Newark’s Fall From Grace and its Potential Rebound
As I walk around the current surroundings near my dorm located within Vodra Hall at New Jersey City University, I find myself rejoicing in my environment filled with life. I frequently hear the pleasant, almost ethereal sound of birds chirping and it never feels old. It kind of reminds me of the scene of the 1937 animated film, “Snow White and the Seven Dwarfs” where Snow White herself is singing in a forest, her voice attracting folks of blue jay birds. I immediately begin to think of how the neighborhood within NJCU is an utter contrast to the neighborhood I came from located in Newark, New Jersey. The neighborhood around NJCU had no sight of trash being littered on the ground. The streets are decently paved with no visible sight of potholes or general wear and tear. The air quality seemed significantly better as you didn’t see a constant tint of smog everywhere you walked. To add onto the air quality being far superior to that of my current campus as opposed to my neighborhood in Newark, the air did not reek of foul smelling drugs or strong liquor. The neighborhood circling around Vodra Hall felt like the kind of idyllic community you would see in a 70-80’s family sitcom. The sky was bright with not a gray cloud in sight and the foundation below was clearly being well taken care of. The buildings and plants were vibrant and colorful. All in all, it didn’t seem to be either a dull sight or a complete eyesore that you cannot help but to stare at. It makes me a bit disheartened to know the neighborhood I originally came from has the potential to turn out as beautiful as my surroundings near NJCU if everyone residing within my original neighborhood actually gave a darn, quite frankly.

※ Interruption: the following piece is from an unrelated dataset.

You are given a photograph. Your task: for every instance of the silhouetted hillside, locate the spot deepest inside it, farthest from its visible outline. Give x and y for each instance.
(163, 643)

For this topic, I want to delve into a bit of the history of Newark and what could’ve caused it to regress into its current state and how we might be able to improve it. According to the achieve.pov.org, “The city of Newark, New Jersey, was founded in 1666 by colonists looking to set up a Puritan theocracy. Newark’s industrial boom began in the early to mid-1800s, when it was known for its leather factories and breweries. The construction of the Morris Canal and various railroads turned Newark into a bustling port city. Newark’s insurance industry also took off in the mid-1800s, and today Newark remains the second leading seller of insurance in the nation.” (http://archive.pov.org/streetfight/newark-a-brief-history/#:~:text=The%20city%20of%20Newark%2C%20New,into%20a%20bustling%20port%20city.) As impressive as Newark had begun its upstart, more than a century later, it began a gradual downward spiral. By the late 1950s, the near equal balance of national security and criminal cases was starting to change. “In 1959, the Newark special agent in charge reported that between 1957 and 1958 the office had seen a 32 percent rise in criminal investigations, a 19 percent drop in security cases, and a 16 percent jump in applicant and other investigations.” (https://www.fbi.gov/history/field-office-histories/newark)
Although Newark agents had innovated new ways to combat the rising crime during the 1960s, by the 1970’s, the crime levels had significantly shot up, dealing with around 4,000 different cases annually. From that point on, the cultural influence of the rise of drugs such as cocaine, marijuana, etc., had taken a massive toll on the city’s crime rate, leading to the crime-ridden city it is now known as. I believe if Newark can actually become a better city, we must take the effort to shield the current youth within the city and provide them with opportunities that can avert any possibility of the youth getting involved with drug-related affairs. There are opportunities that the city currently provides such as internships, valuable employment options, etc. For instance, I myself had taken a job position designed to help youth employment rates, a position provided by the partnership between Mars Wrigley and Eurest Corporation. If more entities with larger influence can put their heads together and continue developing new ideas to further progress the youth of our city, we can get Newark out of its slump and see it transform into a much better place to reside in.